El concepto Navidad tiene su origen en la palabra natividad y evoca el nacimiento de Jesús, el Hijo de Dios, según los evangelios. La fiesta se celebró a partir del año 200 con Clemente de Alejandría, antes no se celebraba. No era un tema que les preocupara, había que darle orden a otras cosas.

La fecha del 25 de diciembre tenía que ver con fiestas no cristianas, que como otras tantas se capitalizaron para ir suplantando a las originales. Por ejemplo, en los pueblos europeos, siempre se celebró en este día la fiesta del Sol Invicto en el solsticio de invierno o el nacimiento de Saturno, según fuera el caso. Los nórdicos y germanos celebraban en este día el nacimiento de Frey, el dios Sol, y lo representaban con un árbol, de ahí la tradición del Árbol de Navidad que San Bonifacio instituyó por el Siglo 7 donde las esferas –que eran manzanas– representaban el pecado y las luces, en otro tiempo velas, representaban a Jesús.

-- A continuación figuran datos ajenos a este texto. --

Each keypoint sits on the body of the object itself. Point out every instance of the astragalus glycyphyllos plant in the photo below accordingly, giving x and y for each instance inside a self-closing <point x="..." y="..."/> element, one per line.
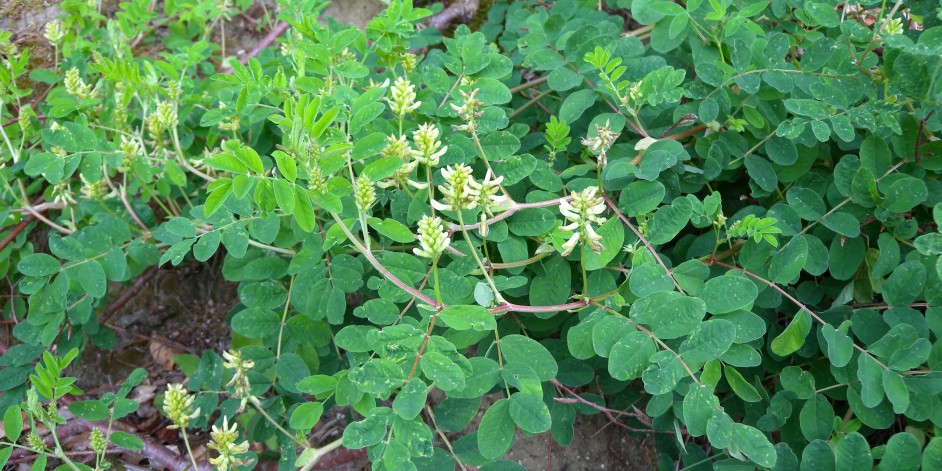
<point x="718" y="227"/>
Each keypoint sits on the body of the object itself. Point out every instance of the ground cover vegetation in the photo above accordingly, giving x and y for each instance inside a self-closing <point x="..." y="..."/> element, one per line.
<point x="714" y="222"/>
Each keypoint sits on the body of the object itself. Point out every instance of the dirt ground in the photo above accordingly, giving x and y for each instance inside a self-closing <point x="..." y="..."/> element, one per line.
<point x="183" y="310"/>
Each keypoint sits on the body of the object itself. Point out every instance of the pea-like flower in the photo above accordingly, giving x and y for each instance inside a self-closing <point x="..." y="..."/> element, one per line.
<point x="224" y="441"/>
<point x="433" y="239"/>
<point x="582" y="212"/>
<point x="429" y="149"/>
<point x="75" y="86"/>
<point x="601" y="142"/>
<point x="488" y="198"/>
<point x="240" y="381"/>
<point x="403" y="97"/>
<point x="364" y="193"/>
<point x="178" y="406"/>
<point x="53" y="32"/>
<point x="460" y="191"/>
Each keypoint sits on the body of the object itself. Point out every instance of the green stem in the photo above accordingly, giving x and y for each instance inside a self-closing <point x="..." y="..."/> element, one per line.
<point x="474" y="253"/>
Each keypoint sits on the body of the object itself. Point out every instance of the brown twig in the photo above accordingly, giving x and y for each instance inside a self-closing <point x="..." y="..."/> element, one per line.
<point x="269" y="38"/>
<point x="16" y="231"/>
<point x="128" y="294"/>
<point x="460" y="8"/>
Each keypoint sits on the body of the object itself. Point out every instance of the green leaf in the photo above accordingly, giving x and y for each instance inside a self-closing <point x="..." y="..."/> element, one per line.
<point x="575" y="104"/>
<point x="446" y="374"/>
<point x="817" y="418"/>
<point x="870" y="374"/>
<point x="896" y="391"/>
<point x="905" y="284"/>
<point x="641" y="197"/>
<point x="38" y="264"/>
<point x="754" y="445"/>
<point x="496" y="431"/>
<point x="728" y="293"/>
<point x="669" y="313"/>
<point x="699" y="405"/>
<point x="256" y="323"/>
<point x="793" y="337"/>
<point x="306" y="416"/>
<point x="902" y="453"/>
<point x="613" y="236"/>
<point x="740" y="386"/>
<point x="13" y="423"/>
<point x="531" y="222"/>
<point x="840" y="347"/>
<point x="708" y="341"/>
<point x="90" y="410"/>
<point x="468" y="317"/>
<point x="853" y="453"/>
<point x="530" y="413"/>
<point x="517" y="348"/>
<point x="410" y="400"/>
<point x="786" y="265"/>
<point x="842" y="223"/>
<point x="630" y="356"/>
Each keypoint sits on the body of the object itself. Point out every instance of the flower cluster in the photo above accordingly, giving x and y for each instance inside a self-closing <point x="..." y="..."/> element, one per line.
<point x="224" y="441"/>
<point x="429" y="149"/>
<point x="75" y="86"/>
<point x="178" y="405"/>
<point x="433" y="239"/>
<point x="364" y="193"/>
<point x="240" y="381"/>
<point x="460" y="191"/>
<point x="53" y="32"/>
<point x="582" y="212"/>
<point x="468" y="109"/>
<point x="403" y="97"/>
<point x="488" y="199"/>
<point x="601" y="142"/>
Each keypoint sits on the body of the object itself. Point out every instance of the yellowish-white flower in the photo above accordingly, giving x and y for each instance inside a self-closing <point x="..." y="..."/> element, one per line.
<point x="53" y="32"/>
<point x="178" y="405"/>
<point x="468" y="109"/>
<point x="429" y="149"/>
<point x="240" y="382"/>
<point x="601" y="142"/>
<point x="166" y="115"/>
<point x="582" y="212"/>
<point x="75" y="86"/>
<point x="403" y="97"/>
<point x="224" y="441"/>
<point x="433" y="239"/>
<point x="460" y="191"/>
<point x="488" y="198"/>
<point x="364" y="193"/>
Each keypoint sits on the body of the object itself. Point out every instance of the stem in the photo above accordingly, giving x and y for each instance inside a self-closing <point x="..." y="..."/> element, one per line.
<point x="260" y="410"/>
<point x="189" y="451"/>
<point x="474" y="253"/>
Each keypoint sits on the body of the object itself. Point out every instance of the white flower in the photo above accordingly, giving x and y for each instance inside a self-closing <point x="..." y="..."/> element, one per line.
<point x="53" y="32"/>
<point x="460" y="191"/>
<point x="178" y="405"/>
<point x="364" y="193"/>
<point x="432" y="237"/>
<point x="223" y="440"/>
<point x="489" y="200"/>
<point x="403" y="97"/>
<point x="582" y="212"/>
<point x="428" y="148"/>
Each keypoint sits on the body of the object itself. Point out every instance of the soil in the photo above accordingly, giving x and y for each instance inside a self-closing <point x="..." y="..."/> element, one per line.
<point x="183" y="309"/>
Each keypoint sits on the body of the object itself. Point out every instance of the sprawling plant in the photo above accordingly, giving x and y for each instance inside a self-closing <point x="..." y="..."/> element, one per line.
<point x="719" y="227"/>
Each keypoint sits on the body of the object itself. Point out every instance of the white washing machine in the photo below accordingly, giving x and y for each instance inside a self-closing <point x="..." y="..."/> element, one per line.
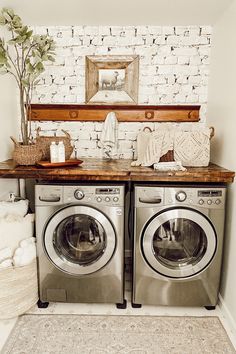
<point x="80" y="243"/>
<point x="178" y="241"/>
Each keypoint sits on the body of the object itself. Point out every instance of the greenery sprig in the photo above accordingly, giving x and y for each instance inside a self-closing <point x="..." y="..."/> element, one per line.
<point x="23" y="56"/>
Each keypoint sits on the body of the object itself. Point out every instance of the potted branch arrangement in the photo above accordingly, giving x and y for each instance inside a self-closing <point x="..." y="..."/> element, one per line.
<point x="22" y="55"/>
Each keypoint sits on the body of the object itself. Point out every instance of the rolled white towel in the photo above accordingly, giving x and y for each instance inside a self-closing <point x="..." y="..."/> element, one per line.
<point x="6" y="263"/>
<point x="5" y="253"/>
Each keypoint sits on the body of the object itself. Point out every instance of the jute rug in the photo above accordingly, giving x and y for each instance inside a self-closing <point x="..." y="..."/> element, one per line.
<point x="82" y="334"/>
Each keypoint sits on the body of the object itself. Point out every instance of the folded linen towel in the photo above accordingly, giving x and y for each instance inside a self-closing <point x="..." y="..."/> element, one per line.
<point x="108" y="138"/>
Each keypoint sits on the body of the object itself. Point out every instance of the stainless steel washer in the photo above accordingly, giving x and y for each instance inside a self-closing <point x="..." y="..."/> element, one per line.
<point x="80" y="242"/>
<point x="178" y="243"/>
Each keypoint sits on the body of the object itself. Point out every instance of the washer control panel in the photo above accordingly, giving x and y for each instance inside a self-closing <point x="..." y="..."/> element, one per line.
<point x="96" y="195"/>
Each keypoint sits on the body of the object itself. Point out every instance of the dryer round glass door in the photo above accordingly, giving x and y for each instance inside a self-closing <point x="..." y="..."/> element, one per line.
<point x="179" y="243"/>
<point x="79" y="240"/>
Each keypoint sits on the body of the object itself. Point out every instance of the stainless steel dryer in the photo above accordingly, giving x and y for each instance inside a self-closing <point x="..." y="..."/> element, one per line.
<point x="80" y="242"/>
<point x="178" y="243"/>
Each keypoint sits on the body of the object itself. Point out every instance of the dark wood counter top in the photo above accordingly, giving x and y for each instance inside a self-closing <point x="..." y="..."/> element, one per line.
<point x="116" y="170"/>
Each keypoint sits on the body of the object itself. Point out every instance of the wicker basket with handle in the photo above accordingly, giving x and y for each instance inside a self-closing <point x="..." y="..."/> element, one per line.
<point x="169" y="156"/>
<point x="26" y="154"/>
<point x="44" y="142"/>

La representación, en una aproximación a lo que hoy conocemos, la realizó Francisco de Asís en una cueva en Greccio Italia por 1223. Es la primera vez que aparece el Nacimiento. La idea original es la referencia a la Encarnación de Jesús que de forma misteriosa se encarna en el vientre de una Virgen, con un padre de oficio carpintero, en un pueblo que no figura, en un ambiente desagradable como lo es un establo donde no hay condiciones favorables para el nacimiento, entre animales y sin las más mínimas comodidades.

Para entenderlo mejor, un nacimiento sin lógica, contradictorio y a la inversa de lo deseable. Se entiende perfectamente que la idea se da en el pensamiento de Francisco de Asís, donde la pobreza era el ideal.

Con el avance del tiempo y de la historia, hoy nos encontramos con que en muchos estratos de la sociedad la Navidad no es más que la forma del fondo. Aguinaldos, pinos, regalos, esferas, adornos sofisticados, comerciales constantes para avivar la insaciabilidad del consumista, películas, pavos, santas, duendes, elfos, renos y la idea del Polo Norte son las formas periféricas que nos ligan con el nacimiento de Jesús.

La celebración se convirtió en un ejercicio de autoilusión complaciente donde pareciera que el festejado no es festejado o, como decía Francisco de Asís en el monte Alvernia, “el amor no es amado”. Es decir, en el afán de celebrar la navidad, otra vez; como en la mayoría de las fiestas en México, nos quedamos solamente en la parte que tiene que ver con la mercadotecnia, lo constante y lo sonante. La religión se ha vuelto un nicho y una parafernalia que usa el mercado para seguir allegándose de utilidades. Nadie ha frenado esta idea pragmática, consumista y ajena a la realidad originaria, muy probablemente porque así conviene a las instituciones que piensan que tienen el copyright de esta celebración.

En ese sentido, la autoilusión complaciente tiene que ver con la idea que tenemos entre lo que somos y creemos en relación con lo que hacemos. Por tanto, tiene una relación íntima con el doble discurso, la simulación, la incoherencia y la incongruencia.

Celebrar el nacimiento de Jesús, en una cultura como la nuestra, es bastante sencillo, porque de alguna forma resulta romántico y artístico. Acostumbrados a las telenovelas que nos recetan en la televisión nacional, no nos complica aceptarlo. Pero aceptar su mensaje que nos empuja a vivir en una sociedad incluyente donde los pobres, los migrantes, las madres solteras, los pueblos originarios y las minorías deben respetarse, es complicado. Aceptamos románticamente al mensajero, no el mensaje.

La Navidad, como toda fiesta cristiana en la actualidad, es la antítesis de lo que hoy celebramos. La navidad, nada tiene que ver con la compra y el gasto exagerado que nos recomiendan las leyes del mercado, sí con lo que implica el nacimiento de Jesús, es decir, con la idea de una sociedad justa, fraterna y solidaria, que viva en paz y que vea en el otro su autorealización. Lo demás simplemente se llama autoilusión complaciente.